Most tangible of all is the a shared organizational vision, one that’s shared both by the employees at all levels of the org and by the customers. I hope that we continue to evolve how we create our tangible ideas and help organizations get them into a form where everyone has ownership.
Thanks for the post, Brandon.
June 17th, 2010 at 12:09 pm
I agree with Chris about the tangible aspect. Design whether good or bad creates activity in the form of comments so both in affect create tangible although virtual results. Good design can be measured in many ways but one is specifically in the amount of positive communication generated (through social networks). In the end we all know that if you can people talking about a product (because of a design) in a positive way (especially consumers) then those are tangible results. This is especially true if your virtually platform for communicating this design collects add revenue based on high activity. Group dynamics (think of the birthday paradox) helps good design spread and cements great design (Apple) in the minds of many. The traditional focus on ROI doesn’t make sense. Traditional economic theory doesn’t take into account things like behavior economics.
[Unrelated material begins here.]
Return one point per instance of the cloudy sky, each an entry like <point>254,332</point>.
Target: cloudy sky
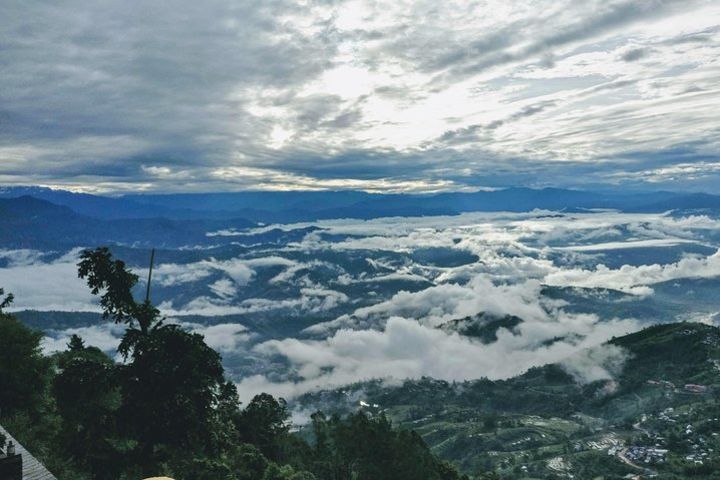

UX in a sense is the virtual method of communicating meaning and when people take in that meaning their actions are sometimes irrational (as compared to standard economic theory because we are sometimes emotional not logical). So to save UX we have to look the social collective (social networks) affected by great design (in terms of social activity) and understand how when we communicate meaning people make it their own. There are many behavior economic studies involving how just picking two different words changes behavior (statistically significant in small studies)
If one of the acknowledge benefits of UX is to focus on the experience including the emotional experience generated then we need to see UX as a sub-component of behavior economics.